Die aktivierten Minen sollten nach zehn Minuten explodieren. Hitler hetzte jedoch in zwei Minuten durch die gesamte Ausstellung und verließ sodann wieder das Gebäude. Gersdorff hatte gerade noch Zeit den Zünder auf einer Toillette unbemerkt wieder zu entschärfen.

1944 verwahrte Gersdorff Zünder und Sprengstoff für das Attentat vom 20.  Juli, die  Wessel  Freytag von Loringhoven zuvor unbemerkt aus den Beständen der Abwehr besorgt hatte. Die Verschwiegenheit seiner inhaftierten Offizierskollegen trotz Folter rettete ihn vor der Verhaftung und er überlebte als am Ende Generstabschef der 7. Armee, die er erfolgreich aus dem Kessel von Fallaise befreit hatte, wofür er noch im August 1944 das Ritterkreuz des Eisernen Kreuzes erhielt.

Rudolf-Christoph war als Sohn eines preußischen Rittmeisters schon quasi in die Armee hineingeboren worden. Er war nach dem Tod seiner ersten Frau, mit der er eine Tochter hatte, noch ein zweites mal mit einer Nachfahrin des Prinzen August von Preußen verheiratet.

Gersdorff war 1923 als Offiziersanwärter in die Reichswehr eingetreten. Er erhielt seine militärische Grundausbildung in Breslau, wo seine Vorfahren seit Generationen im 1. Schlesischen Leibkürassierregiment “Großer Kurfürst” gedient hatten. Bereits 1926 wurde er Leutnant und 1938 zum Rittmeister befördert. Von 1938 bis 1939 war er an der Kriegsakademie in Berlin um dort die Ausbildung zum Generalstabsoffizier zu erhalten.

Bei Beginn des Polenfeldzuges war Gersdorff Dritter Generalstabsoffizier der 14. Armee, mit der er, dann in 12. Armee umbenannt, nach Abschluß des Feldzuges an die Westgrenze verlegt wurde. Nach einer kurzen Zwischenstation beim XII. Armeekorps, wurde er zum Oberkommando des Heeres abkommandiert, wo er als Ia die Führungsabteilung der 86. Infantriedivision leitete, die als Teil der 12. Armee den Vorstoß in den Ardennen führte.
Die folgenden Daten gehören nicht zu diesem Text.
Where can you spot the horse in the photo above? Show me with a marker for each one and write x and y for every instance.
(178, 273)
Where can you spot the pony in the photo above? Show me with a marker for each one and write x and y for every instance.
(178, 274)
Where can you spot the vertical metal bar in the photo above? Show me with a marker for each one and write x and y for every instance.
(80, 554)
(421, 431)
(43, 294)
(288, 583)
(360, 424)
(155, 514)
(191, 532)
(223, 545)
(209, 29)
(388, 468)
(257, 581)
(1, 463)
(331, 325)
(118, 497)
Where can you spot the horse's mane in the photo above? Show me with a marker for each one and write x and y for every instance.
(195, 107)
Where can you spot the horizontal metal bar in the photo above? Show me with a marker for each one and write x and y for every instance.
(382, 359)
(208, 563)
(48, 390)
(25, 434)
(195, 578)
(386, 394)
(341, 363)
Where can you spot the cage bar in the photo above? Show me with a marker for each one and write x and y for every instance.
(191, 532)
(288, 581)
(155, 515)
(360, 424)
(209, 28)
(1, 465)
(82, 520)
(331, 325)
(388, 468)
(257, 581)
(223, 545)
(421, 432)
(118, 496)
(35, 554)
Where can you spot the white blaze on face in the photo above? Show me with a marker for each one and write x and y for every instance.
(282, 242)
Im Rahmen des Unternehmens Barbarossa, dem Rußlandfeldzug Hitlers, wurde er zur Heeresgruppe Mitte versetzt. Dort leitete er als Ic die militärische Aufklärung als Verbindungsoffizier der Abwehr. Ziel dieser Versetzung war gewesen, ihm Zugang zu dem Verschwörerkreis um Henning von Tresckow zu ermöglichen.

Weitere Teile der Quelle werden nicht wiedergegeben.